The main difference between Matic’s PoS system and that of others is that Matic is not a Layer 1 platform, and it depends on Ethereum as a Layer-1 settlement layer. Therefore, all staking mechanics also need to be in sync with the Ethereum chain smart contracts.
Proposers for a checkpoint are initially selected via Tendermint’s weighted round-robin algorithm. A further custom check is implemented based on checkpoint submission success. This allows the Matic system to decouple with Tendermint proposer selection and provides it with abilities like selecting a proposer only when the checkpoint transaction on the Ethereum mainnet succeeds or submitting a checkpoint transaction for previously blocks belonging to failed previous checkpoints.

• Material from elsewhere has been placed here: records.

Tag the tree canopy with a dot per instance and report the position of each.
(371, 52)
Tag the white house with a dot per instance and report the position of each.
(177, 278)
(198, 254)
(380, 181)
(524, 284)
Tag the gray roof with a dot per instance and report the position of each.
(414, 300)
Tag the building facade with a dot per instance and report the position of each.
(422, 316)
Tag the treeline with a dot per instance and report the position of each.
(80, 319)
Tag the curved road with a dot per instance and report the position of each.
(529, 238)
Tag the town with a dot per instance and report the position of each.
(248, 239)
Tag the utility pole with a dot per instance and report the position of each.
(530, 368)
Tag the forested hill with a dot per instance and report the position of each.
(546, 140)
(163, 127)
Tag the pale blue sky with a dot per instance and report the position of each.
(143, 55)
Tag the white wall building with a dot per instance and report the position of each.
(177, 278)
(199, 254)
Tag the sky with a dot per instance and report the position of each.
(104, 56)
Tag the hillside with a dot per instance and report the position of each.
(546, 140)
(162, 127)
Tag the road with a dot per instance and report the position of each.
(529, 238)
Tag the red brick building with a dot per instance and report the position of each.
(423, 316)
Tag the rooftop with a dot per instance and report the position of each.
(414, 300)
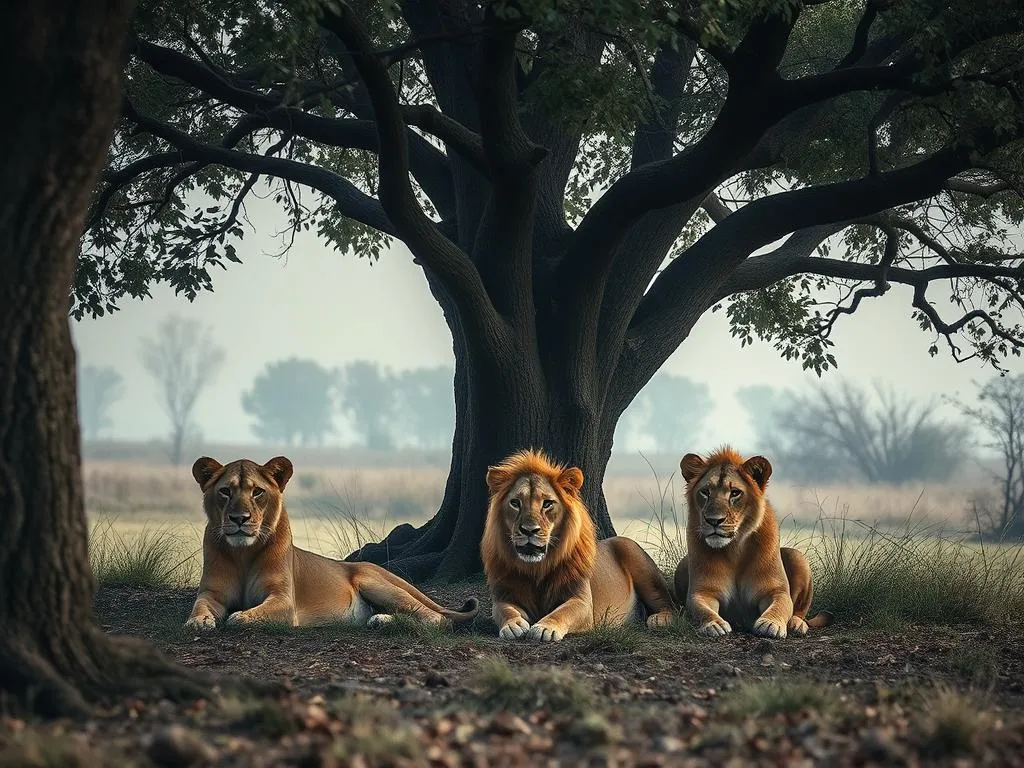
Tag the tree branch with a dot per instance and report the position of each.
(427, 163)
(351, 201)
(436, 252)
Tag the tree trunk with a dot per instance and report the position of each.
(60, 65)
(497, 414)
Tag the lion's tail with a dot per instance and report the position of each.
(399, 592)
(823, 619)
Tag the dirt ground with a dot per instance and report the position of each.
(844, 695)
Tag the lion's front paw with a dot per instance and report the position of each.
(716, 627)
(545, 634)
(202, 622)
(798, 627)
(662, 619)
(769, 628)
(514, 629)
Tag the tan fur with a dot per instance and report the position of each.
(264, 577)
(742, 577)
(577, 581)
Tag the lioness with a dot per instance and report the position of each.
(253, 572)
(734, 572)
(548, 574)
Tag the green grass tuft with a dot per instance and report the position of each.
(155, 558)
(606, 638)
(524, 689)
(767, 697)
(915, 576)
(954, 722)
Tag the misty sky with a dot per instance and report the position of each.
(334, 308)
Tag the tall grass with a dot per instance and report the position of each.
(916, 572)
(153, 558)
(919, 573)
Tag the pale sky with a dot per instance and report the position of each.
(334, 308)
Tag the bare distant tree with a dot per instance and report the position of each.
(182, 359)
(98, 388)
(999, 413)
(819, 435)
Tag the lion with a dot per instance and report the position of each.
(548, 574)
(252, 571)
(735, 572)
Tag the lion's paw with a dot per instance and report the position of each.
(514, 629)
(769, 628)
(239, 617)
(715, 628)
(204, 622)
(662, 619)
(545, 634)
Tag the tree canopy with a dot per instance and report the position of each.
(880, 138)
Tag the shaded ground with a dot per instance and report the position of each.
(846, 695)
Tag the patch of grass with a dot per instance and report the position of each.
(977, 663)
(154, 558)
(376, 734)
(606, 638)
(409, 625)
(767, 697)
(916, 574)
(264, 716)
(524, 689)
(954, 722)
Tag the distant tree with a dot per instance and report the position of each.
(98, 389)
(999, 414)
(368, 398)
(182, 359)
(292, 400)
(670, 410)
(426, 404)
(821, 434)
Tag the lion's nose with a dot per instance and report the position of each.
(714, 519)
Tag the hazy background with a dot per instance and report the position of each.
(334, 308)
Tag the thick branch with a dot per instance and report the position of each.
(436, 252)
(427, 163)
(351, 201)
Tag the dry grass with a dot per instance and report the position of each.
(500, 686)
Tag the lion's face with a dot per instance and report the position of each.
(726, 500)
(532, 509)
(243, 500)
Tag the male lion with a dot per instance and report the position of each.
(253, 572)
(547, 572)
(734, 572)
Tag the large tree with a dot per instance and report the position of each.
(60, 64)
(582, 181)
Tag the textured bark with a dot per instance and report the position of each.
(60, 64)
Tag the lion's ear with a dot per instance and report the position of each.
(498, 477)
(204, 469)
(571, 479)
(280, 468)
(760, 469)
(692, 466)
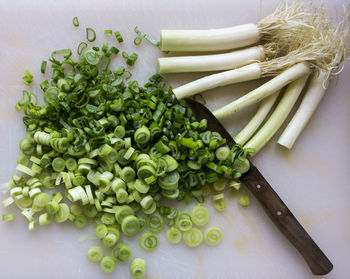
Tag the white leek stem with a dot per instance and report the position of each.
(280, 114)
(270, 87)
(249, 72)
(213, 62)
(209, 40)
(256, 120)
(311, 100)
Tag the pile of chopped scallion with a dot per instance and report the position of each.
(106, 150)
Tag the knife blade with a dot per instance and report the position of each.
(274, 207)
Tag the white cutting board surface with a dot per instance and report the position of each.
(313, 179)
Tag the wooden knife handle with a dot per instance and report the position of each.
(285, 221)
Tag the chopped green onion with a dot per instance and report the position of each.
(62, 214)
(90, 34)
(148, 241)
(95, 254)
(27, 78)
(193, 237)
(220, 184)
(8, 217)
(220, 205)
(130, 225)
(154, 222)
(213, 236)
(110, 239)
(58, 164)
(107, 264)
(101, 231)
(173, 235)
(131, 59)
(121, 252)
(80, 221)
(137, 41)
(138, 268)
(200, 215)
(118, 36)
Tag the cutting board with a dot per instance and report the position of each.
(312, 179)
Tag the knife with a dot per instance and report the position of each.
(274, 207)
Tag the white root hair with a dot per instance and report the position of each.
(297, 32)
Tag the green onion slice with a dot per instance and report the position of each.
(148, 241)
(173, 235)
(213, 236)
(193, 237)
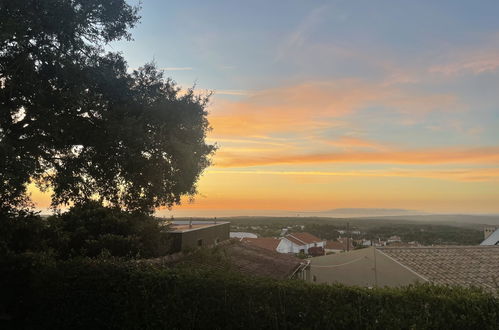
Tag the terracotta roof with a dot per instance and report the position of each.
(303, 238)
(256, 261)
(268, 243)
(340, 244)
(454, 265)
(241, 257)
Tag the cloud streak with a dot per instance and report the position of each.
(463, 175)
(483, 155)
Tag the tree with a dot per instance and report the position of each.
(72, 118)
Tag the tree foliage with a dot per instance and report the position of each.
(74, 119)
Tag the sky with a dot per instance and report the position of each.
(335, 104)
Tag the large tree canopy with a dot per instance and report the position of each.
(74, 119)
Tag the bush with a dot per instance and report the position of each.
(90, 294)
(87, 230)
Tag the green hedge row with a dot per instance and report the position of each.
(93, 294)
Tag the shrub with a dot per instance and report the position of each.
(88, 294)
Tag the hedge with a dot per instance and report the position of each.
(97, 294)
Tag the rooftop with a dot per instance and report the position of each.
(303, 238)
(241, 257)
(182, 227)
(268, 243)
(454, 265)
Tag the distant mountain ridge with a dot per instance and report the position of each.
(363, 212)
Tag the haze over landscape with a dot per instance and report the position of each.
(324, 105)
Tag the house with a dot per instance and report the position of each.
(340, 245)
(188, 234)
(491, 235)
(241, 234)
(243, 258)
(268, 243)
(393, 239)
(299, 243)
(400, 266)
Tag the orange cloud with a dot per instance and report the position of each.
(316, 105)
(484, 155)
(464, 175)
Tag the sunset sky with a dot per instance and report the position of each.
(333, 104)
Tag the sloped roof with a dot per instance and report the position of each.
(493, 239)
(268, 243)
(340, 244)
(453, 265)
(303, 238)
(256, 261)
(241, 257)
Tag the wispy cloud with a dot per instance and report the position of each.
(483, 155)
(181, 68)
(464, 175)
(475, 63)
(318, 105)
(235, 92)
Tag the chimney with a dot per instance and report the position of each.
(487, 231)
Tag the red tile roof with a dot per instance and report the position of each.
(340, 244)
(303, 238)
(453, 265)
(268, 243)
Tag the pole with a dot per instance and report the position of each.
(348, 236)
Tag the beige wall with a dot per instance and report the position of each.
(208, 235)
(365, 267)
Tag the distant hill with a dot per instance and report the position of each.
(362, 212)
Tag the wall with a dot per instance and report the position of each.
(189, 239)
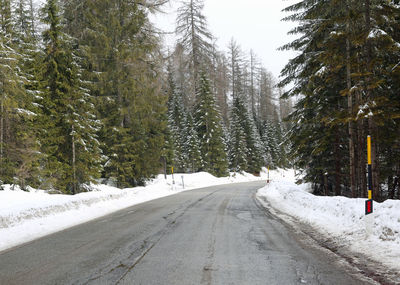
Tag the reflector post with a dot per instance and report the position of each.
(369, 207)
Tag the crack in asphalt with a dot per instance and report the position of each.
(146, 246)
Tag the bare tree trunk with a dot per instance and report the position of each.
(2, 128)
(372, 129)
(338, 191)
(252, 68)
(350, 106)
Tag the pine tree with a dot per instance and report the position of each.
(194, 38)
(194, 159)
(69, 139)
(238, 152)
(123, 62)
(18, 146)
(209, 129)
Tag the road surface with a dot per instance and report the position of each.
(215, 235)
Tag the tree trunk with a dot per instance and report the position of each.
(73, 161)
(338, 191)
(350, 113)
(372, 129)
(2, 128)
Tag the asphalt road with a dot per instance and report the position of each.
(216, 235)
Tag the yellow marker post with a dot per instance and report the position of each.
(369, 168)
(172, 172)
(369, 209)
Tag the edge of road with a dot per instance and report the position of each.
(354, 263)
(118, 211)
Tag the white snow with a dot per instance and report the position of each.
(339, 218)
(25, 216)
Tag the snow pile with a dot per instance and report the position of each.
(340, 219)
(25, 216)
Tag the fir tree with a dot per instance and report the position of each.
(209, 129)
(69, 139)
(194, 158)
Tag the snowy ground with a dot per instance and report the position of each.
(25, 216)
(339, 219)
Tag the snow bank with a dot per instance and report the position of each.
(25, 216)
(340, 218)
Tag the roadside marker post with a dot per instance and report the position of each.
(369, 204)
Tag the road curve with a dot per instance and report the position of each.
(215, 235)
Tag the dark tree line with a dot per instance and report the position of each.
(347, 76)
(87, 95)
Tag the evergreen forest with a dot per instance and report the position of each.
(89, 93)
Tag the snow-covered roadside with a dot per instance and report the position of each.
(25, 216)
(340, 219)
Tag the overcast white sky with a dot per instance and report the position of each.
(254, 24)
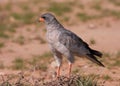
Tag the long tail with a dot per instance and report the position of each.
(97, 53)
(94, 59)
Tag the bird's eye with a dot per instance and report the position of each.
(44, 17)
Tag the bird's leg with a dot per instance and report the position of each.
(69, 71)
(58, 71)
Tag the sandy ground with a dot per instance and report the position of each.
(105, 32)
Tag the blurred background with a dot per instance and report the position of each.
(23, 44)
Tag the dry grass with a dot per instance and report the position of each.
(22, 80)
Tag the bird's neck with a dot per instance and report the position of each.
(54, 25)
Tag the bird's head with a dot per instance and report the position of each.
(46, 17)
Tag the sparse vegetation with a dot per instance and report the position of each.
(106, 77)
(115, 2)
(20, 40)
(97, 6)
(75, 80)
(18, 64)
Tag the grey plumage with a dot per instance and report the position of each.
(67, 43)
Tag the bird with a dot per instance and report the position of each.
(64, 42)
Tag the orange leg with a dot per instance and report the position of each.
(58, 71)
(70, 67)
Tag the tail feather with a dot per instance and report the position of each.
(94, 59)
(97, 53)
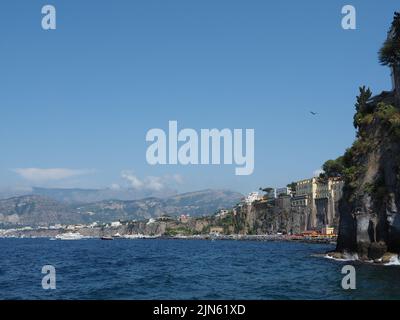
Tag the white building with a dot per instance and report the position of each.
(253, 196)
(283, 192)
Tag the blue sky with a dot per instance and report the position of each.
(82, 97)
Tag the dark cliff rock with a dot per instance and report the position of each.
(369, 209)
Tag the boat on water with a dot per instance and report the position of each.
(69, 236)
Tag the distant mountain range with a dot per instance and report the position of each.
(93, 195)
(39, 210)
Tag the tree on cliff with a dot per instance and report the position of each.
(389, 54)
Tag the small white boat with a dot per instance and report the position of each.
(69, 236)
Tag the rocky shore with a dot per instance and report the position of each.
(118, 233)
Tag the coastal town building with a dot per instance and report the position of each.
(222, 213)
(318, 199)
(283, 192)
(252, 197)
(184, 218)
(216, 230)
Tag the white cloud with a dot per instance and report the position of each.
(317, 172)
(41, 175)
(134, 181)
(115, 186)
(151, 182)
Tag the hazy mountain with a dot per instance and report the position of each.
(94, 195)
(37, 210)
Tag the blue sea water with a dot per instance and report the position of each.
(184, 269)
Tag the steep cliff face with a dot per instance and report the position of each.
(369, 209)
(264, 218)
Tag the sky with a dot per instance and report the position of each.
(76, 102)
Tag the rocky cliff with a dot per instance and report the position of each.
(369, 209)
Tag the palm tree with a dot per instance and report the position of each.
(389, 54)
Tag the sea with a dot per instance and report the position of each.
(159, 269)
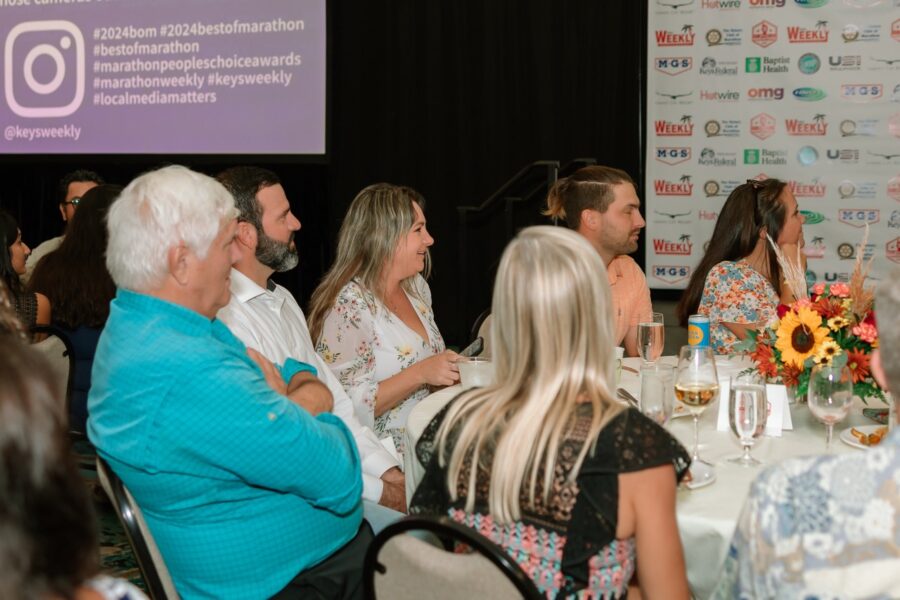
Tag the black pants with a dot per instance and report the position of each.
(337, 577)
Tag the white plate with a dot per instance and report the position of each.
(849, 439)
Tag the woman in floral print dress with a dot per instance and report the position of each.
(739, 283)
(371, 316)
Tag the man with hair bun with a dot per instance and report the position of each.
(601, 204)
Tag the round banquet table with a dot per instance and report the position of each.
(706, 516)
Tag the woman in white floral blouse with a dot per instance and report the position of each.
(371, 316)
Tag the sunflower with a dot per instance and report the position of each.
(799, 336)
(837, 323)
(828, 349)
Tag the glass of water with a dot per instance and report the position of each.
(748, 411)
(830, 396)
(657, 391)
(651, 337)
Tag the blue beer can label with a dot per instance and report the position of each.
(698, 330)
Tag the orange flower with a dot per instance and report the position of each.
(765, 362)
(859, 365)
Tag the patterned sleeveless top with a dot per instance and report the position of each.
(567, 545)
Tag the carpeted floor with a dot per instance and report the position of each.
(116, 558)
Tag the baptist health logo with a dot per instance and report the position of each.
(26, 93)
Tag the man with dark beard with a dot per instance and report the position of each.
(267, 318)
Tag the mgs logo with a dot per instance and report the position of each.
(670, 38)
(673, 155)
(859, 217)
(762, 126)
(673, 65)
(764, 34)
(671, 273)
(862, 92)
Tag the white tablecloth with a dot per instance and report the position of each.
(706, 516)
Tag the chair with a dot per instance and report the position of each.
(402, 567)
(153, 568)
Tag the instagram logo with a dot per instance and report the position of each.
(44, 69)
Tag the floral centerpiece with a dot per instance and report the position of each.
(834, 325)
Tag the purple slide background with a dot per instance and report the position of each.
(258, 119)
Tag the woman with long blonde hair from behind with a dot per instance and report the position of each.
(371, 315)
(577, 488)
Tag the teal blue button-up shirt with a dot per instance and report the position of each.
(241, 488)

Successfully submitting a checkpoint on Tendermint is a 2-phase commit process; a proposer, selected via the above-mentioned algorithm, sends a checkpoint with his address in the proposer field and all other proposers validate that before adding it in their state.
The next proposer then sends an acknowledgment transaction to prove that the previous checkpoint transaction has succeeded in the Ethereum mainnet. Every Validator set change will be relayed by the Validators node on Heimdall which is embedded onto the validator node. This allows Heimdall to remain in sync with the Matic contract state on the Ethereum mainchain at all times.
The Matic contract deployed on the mainchain is considered to be the ultimate source of truth, and therefore all validation is done via querying the mainchain contract.